Alexander Vtyurin2015-11-17 13:48:21

PostgreSQL

Alexander Vtyurin, 2015-11-17 13:48:21

Good day, friends.
I have a PostgreSQL database with two tables. In the first - about 3 million records (links to the Internet). It just so happened that to get the second table, you need to go through all the rows from the first table, take a link, do some manipulations on the Internet and write down the result (for each record in the first table, respectively, 200+ records in the second).
The essence of the problem:
The most obvious approach:

for i in Item.objects.all():
    doSomething(i)

On test data of 10 thousand records, this approach worked with a bang - the data very quickly ended up in my hands, but on real data, the computer simply freezes for an indefinite period and I have nothing left to do but press the reset button .
I read on Habré that this approach is absolutely wrong, because. it creates N+1 queries to the database.
Fixed it like this:

items = list(Item.objects.all())
for i in items:
    doSomething(i)

But the behavior of the computer has not changed - I had to reset it again.
Please, tell me, please, a way out of the situation.
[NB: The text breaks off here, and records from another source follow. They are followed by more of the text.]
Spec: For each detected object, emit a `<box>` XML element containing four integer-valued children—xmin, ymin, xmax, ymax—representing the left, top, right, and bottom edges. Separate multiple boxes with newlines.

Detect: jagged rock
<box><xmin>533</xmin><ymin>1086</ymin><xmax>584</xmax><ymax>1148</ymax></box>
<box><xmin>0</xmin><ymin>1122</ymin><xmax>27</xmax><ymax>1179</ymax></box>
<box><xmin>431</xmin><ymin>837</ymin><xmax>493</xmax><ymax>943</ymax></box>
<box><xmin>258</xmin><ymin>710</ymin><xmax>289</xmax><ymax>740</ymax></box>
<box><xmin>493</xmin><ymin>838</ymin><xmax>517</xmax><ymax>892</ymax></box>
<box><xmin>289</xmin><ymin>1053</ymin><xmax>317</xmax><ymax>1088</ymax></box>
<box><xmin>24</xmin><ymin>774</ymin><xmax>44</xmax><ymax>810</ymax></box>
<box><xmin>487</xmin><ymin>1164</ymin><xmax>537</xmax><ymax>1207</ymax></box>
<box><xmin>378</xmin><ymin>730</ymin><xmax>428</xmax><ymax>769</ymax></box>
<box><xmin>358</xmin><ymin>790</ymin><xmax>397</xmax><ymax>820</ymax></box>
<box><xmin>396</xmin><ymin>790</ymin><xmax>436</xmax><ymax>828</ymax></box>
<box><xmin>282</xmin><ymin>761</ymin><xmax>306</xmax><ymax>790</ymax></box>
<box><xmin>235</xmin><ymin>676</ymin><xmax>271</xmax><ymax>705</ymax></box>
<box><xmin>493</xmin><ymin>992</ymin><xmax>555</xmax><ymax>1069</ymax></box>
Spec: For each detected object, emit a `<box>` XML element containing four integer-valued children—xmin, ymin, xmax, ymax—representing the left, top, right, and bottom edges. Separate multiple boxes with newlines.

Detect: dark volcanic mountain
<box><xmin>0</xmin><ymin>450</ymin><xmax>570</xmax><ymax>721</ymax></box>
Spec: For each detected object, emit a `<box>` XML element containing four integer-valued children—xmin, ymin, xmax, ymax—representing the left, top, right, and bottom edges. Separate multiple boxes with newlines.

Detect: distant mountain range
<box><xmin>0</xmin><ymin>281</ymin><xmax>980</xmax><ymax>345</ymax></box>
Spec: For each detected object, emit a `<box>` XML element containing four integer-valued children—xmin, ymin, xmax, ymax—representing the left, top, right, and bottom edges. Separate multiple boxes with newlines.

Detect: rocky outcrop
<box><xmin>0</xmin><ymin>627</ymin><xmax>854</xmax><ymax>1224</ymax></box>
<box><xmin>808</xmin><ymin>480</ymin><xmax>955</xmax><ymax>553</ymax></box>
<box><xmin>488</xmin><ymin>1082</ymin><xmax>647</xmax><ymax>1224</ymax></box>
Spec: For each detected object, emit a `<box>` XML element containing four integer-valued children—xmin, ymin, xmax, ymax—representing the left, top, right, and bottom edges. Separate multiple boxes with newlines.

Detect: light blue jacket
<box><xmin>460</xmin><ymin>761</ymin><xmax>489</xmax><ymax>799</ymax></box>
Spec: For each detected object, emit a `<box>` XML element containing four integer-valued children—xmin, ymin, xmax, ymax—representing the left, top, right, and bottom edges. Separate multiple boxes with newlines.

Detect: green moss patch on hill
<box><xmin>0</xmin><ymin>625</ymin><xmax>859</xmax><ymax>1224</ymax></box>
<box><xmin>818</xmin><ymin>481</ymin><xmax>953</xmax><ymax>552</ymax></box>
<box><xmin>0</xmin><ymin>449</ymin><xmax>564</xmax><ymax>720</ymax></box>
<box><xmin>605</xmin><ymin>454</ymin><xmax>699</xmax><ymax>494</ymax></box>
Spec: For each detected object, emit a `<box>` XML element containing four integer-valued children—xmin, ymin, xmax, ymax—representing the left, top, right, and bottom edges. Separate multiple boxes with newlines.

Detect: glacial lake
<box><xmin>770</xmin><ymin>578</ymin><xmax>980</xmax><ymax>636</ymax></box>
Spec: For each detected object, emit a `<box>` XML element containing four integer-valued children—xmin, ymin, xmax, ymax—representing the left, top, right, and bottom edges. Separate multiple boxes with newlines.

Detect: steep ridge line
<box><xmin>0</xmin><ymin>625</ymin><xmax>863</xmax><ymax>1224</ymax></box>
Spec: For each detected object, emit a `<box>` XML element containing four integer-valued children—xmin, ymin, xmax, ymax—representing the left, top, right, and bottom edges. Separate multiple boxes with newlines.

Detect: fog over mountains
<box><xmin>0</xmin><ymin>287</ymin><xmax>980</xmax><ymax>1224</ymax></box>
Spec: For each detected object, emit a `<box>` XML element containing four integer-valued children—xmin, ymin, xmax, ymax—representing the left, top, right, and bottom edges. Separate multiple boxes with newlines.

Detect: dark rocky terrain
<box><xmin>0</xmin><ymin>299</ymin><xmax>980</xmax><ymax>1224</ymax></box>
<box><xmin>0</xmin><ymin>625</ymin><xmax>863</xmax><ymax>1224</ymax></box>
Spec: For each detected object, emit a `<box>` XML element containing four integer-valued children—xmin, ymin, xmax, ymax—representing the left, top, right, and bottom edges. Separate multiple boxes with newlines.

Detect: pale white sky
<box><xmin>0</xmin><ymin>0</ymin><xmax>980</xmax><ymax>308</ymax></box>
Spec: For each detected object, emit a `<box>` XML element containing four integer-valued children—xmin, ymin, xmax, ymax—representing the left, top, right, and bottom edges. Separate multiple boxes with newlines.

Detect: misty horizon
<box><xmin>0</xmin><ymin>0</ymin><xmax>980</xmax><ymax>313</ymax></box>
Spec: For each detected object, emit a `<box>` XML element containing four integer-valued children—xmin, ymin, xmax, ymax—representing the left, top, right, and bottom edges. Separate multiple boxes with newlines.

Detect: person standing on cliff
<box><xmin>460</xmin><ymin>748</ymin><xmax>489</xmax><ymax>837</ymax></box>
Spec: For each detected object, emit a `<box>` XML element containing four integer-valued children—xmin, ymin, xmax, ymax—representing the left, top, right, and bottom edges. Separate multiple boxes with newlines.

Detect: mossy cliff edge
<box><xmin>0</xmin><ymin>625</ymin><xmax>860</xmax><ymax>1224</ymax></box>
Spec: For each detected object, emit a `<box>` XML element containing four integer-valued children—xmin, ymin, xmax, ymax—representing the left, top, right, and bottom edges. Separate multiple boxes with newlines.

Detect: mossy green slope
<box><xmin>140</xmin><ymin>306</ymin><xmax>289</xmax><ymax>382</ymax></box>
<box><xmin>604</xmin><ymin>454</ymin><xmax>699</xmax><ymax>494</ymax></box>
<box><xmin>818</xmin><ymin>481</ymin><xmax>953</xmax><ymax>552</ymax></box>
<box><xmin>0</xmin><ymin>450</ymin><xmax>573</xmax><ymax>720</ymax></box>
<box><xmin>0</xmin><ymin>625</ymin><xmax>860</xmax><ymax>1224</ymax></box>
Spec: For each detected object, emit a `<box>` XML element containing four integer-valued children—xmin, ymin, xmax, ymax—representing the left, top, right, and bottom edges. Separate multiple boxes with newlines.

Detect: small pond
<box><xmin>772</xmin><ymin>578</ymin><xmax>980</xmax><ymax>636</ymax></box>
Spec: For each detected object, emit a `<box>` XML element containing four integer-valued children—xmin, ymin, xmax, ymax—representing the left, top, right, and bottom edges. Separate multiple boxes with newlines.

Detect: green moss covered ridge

Perhaps it is possible to get data from the database in batches of smaller sizes (you will have to rewrite a lot of code if this is the only option)? Or maybe you should try manually compiling a database query without using the Django ORM?
Perhaps I am doing something fundamentally wrong, but I need to store all this data on the server so that users have the fastest access to it.

Reply

Answer the question

In order to leave comments, you need to log in

3 answer(s)

M

marazmiki, 2015-11-17
@reapersuper14

When iterating, the entire querieset is loaded into memory, hence the problem. The solution proposed by Alexander Vtyurin , although somewhat clumsy, will work: the idea there is correct. A few years ago, this problem was very acute, so even the widely known in narrow circles Snippet #1949 appeared , made precisely on this principle.
But starting from Django version, if I'm not mistaken, 1.4, a regular tool appeared, designed for similar purposes - the iterator () method of the queriset.

A

angru, 2015-11-17
@angru

there is a suspicion that it's not about .all(), but about doSomething (3k times to get into the Internet and save something to the database). You can run this code to check:

for i, item in enumerate(Item.objects.all()):
    x = i + i

if the problem is not .all(), then it should work pretty quickly. In this case, take care of optimizing doSomething, look towards celery , for janga , I suppose, there are batteries, nope, it is already supported out of the box.

A

Alexander Vtyurin, 2015-11-17
@reapersuper14

Googled this solution:

while True:
    items = Item.objects.filter(pk__gte=i*1000, pk__lt=(i+1)*1000)
    try:
        for j in items:
            doSomething(j)
    except Item.DoesNotExist:
        break

    i += 1

As always, it was enough to correctly compose a search query and you're done.